After fifteen hours on the Newcastle-Amsterdam ferry I was hungover for ‘Over hang’ at W139. I arrived, then, in the dual traditions of ‘creatives’ who’ve found that a bastard behind the eyes enables a more corpuscular encounter with art and tourists ruining Amsterdam for the locals. Or maybe, as this show, curated by exhibiting artist Dan Walwin, plausibly evokes, our current technologically-enabled post-human world is one unshakable hangover of customs, habits and feelings. On this complicated, junked planet, there are so many reasons to reimagine life and to entertain pastoral fantasies.
At the gallery entrance, marked by a felt drape embroidered clumsily with the title ‘over hang’, Jacob Dwyer’s soundwork, Keith’s Arcadia (2017), grounds the show in that mythical land. A sleight of the psychotic-geographer, its setting is not, however, the Peloponnese mountains but a Croydon shopping centre besieged by a rioting mob that’s already kicked in a betting shop. As the mob advances on the narrator, protected behind locked sliding doors, the centre’s reflection on the glass – a rear view on history – reveals elevators as waterfalls and a cold-blooded lizard, given to him by Keith, scurrying into the mountains. Only when a traffic cone thrown at the window lodges half in and half out does the crowd disperse, transfixed by this theological vision.
A warped graphic of the suspended cone, one of several such images in the show, appears unattributed on the wall nearby. Every work in ‘Over hang’ is either wall-mounted or issues from the ceiling, hanging in suspension. Such self-aware, occasionally confounding interventions are of a piece with light filters casting the space in gloaming and a modular seating system around its perimeter.
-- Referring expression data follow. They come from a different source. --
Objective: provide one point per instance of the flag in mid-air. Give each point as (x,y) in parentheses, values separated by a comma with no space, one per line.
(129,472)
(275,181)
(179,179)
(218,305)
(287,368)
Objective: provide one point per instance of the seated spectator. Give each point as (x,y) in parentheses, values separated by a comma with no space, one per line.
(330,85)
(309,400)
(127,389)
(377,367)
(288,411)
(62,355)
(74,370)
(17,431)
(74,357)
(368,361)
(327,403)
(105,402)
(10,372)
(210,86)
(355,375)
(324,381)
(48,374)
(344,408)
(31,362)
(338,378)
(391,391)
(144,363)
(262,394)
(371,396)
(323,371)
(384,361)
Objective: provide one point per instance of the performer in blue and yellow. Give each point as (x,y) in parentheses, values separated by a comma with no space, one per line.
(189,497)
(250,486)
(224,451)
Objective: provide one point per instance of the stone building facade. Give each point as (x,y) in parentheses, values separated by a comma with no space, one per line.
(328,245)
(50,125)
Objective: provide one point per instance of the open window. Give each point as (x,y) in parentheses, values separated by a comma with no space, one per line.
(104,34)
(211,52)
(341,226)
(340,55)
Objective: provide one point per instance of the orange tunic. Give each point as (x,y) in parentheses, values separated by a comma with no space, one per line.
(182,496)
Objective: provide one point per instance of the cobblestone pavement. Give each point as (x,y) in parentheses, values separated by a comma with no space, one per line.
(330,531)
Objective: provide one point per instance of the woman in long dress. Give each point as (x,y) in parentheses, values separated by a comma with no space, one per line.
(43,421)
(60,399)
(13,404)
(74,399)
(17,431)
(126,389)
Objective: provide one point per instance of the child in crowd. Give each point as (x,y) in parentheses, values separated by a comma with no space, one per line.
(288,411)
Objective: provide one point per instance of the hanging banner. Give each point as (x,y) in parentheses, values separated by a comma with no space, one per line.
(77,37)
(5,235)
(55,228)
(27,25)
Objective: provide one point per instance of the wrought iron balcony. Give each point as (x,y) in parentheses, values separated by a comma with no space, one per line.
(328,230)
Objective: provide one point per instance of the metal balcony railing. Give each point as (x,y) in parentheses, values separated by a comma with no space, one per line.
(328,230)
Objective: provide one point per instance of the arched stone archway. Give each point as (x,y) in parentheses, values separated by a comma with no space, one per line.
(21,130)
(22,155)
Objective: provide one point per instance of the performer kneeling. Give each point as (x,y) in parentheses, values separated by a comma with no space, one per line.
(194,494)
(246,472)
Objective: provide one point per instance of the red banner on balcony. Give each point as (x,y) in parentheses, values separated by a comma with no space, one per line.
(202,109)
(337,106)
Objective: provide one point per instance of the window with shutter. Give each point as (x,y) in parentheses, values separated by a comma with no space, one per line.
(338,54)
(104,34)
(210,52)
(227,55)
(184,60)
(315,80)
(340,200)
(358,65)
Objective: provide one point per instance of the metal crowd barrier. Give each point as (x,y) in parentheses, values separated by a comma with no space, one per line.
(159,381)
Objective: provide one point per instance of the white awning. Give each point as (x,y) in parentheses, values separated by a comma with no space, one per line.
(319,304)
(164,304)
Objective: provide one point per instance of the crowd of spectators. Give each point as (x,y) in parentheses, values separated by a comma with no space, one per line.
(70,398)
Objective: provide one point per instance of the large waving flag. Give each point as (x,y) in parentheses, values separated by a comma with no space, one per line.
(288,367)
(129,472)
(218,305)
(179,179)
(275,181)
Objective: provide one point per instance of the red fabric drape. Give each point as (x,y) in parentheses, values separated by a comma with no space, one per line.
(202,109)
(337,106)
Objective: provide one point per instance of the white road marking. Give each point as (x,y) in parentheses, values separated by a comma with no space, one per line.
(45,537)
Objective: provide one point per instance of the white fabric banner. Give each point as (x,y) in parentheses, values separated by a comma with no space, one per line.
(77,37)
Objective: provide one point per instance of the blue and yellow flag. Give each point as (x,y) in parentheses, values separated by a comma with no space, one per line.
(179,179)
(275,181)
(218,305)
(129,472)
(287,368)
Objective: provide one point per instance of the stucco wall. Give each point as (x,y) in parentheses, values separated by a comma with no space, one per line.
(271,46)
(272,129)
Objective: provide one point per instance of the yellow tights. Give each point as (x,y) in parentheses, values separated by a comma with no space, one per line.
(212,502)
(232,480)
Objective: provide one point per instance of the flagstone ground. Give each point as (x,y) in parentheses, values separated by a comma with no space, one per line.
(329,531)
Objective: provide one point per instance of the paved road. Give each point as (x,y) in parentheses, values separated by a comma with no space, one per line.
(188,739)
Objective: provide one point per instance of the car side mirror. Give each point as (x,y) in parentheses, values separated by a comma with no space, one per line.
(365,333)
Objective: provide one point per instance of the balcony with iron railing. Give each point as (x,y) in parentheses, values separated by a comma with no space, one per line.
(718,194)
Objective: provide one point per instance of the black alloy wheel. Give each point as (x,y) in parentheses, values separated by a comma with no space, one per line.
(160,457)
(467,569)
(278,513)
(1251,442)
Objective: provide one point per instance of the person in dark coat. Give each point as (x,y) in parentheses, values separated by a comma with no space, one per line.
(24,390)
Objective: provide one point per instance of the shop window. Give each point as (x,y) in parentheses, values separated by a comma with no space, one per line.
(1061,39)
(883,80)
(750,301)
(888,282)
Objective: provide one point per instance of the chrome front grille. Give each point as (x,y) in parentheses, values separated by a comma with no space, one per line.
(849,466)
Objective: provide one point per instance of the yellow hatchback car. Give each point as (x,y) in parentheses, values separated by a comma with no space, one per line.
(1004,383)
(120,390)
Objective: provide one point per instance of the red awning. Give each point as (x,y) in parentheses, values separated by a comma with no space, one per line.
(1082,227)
Prosaically, it’s a practical solution for viewing so much video work, but the dank mise-en-scène perfectly frames the dreadful ennui of Jean Hubert’s computer-generated survivalist horror Waiting For Sleep (Part One) (2016). ‘I’m very careful. I don’t get bored. I read. I watch things on the internet. I build the fences’, the housebound protagonist explains to his mother on the phone, ‘It’s not penitence.’ Two baying zombies lurk at the perimeter of his suburban home. The work’s floating point-of-view circles this strange island, clumsily passing through objects, suggesting nothingness beyond the animation’s mesh. The protagonist texts someone who never replies and we recognize this thing’s lack of awareness of its sublime isolation.
Intermittently, an auto-tuned whimper, like some injured synthetic animal, resounds through the gallery, echoing in the cavernous rear space. It animates the hanging rows of works and video screens that give the route there a distinct feel of the abattoir. In Green Peace (2017), Franziska Schulz’s large patchwork leather constructions, made from the hides of fly-tipped sofas, hang by red nylon rope, the splayed pelts of imaginary animals. Parallel to this, hanging in loose fronds, Charlott Weise’s red-wine stained canvas is a mellifluous vision of Paolo Uccello and Hilma Af Klint via Hieronymus Bosch, a bruised schema of black bounding hounds and octopi merging with geometrical orbs. Those whimpering abattoir blues are the soundtrack of Marcia Gratton’s aphoristic video work Wisp (2016), which hangs among the service pipes. Ironically, Wisp documents the havoc whipped up by a dust devil somewhere in America: a weird flailing gazebo takes a ride on a spinning gyre of trash, lashing SUVs and a man in a cow costume.
Riffing on the ‘anthropocene’, scientists have recently called our era the ‘plasticine’, citing the pervasiveness of plastic in the Earth’s ecosystem, from invisible microbeads in water supplies to the vast marine gyres in the Atlantic. Rustan Söderling takes us here in his spectacular CGI video, Eternal September (2016). Like Hubert’s animation, Söderling’s work is indebted to the horror genre of survivalism. Where the former’s work is a somewhat shonky ‘period’ CGI, the latter’s is stunningly realistic, looking through the blinking eyes of its protagonist. This disembodied super-mobile megalomaniac viewpoint moves across watery paradisiacal landscapes littered with the wreckage of civilizations and modern apartments stacked with water bottles. When we’re in the gyre’s eye we look up to catch an aircraft flying off. It’s a familiar trope of survivalism: fleeing the planet in the wake of environmental catastrophe. Will the superrich experience hangovers in space?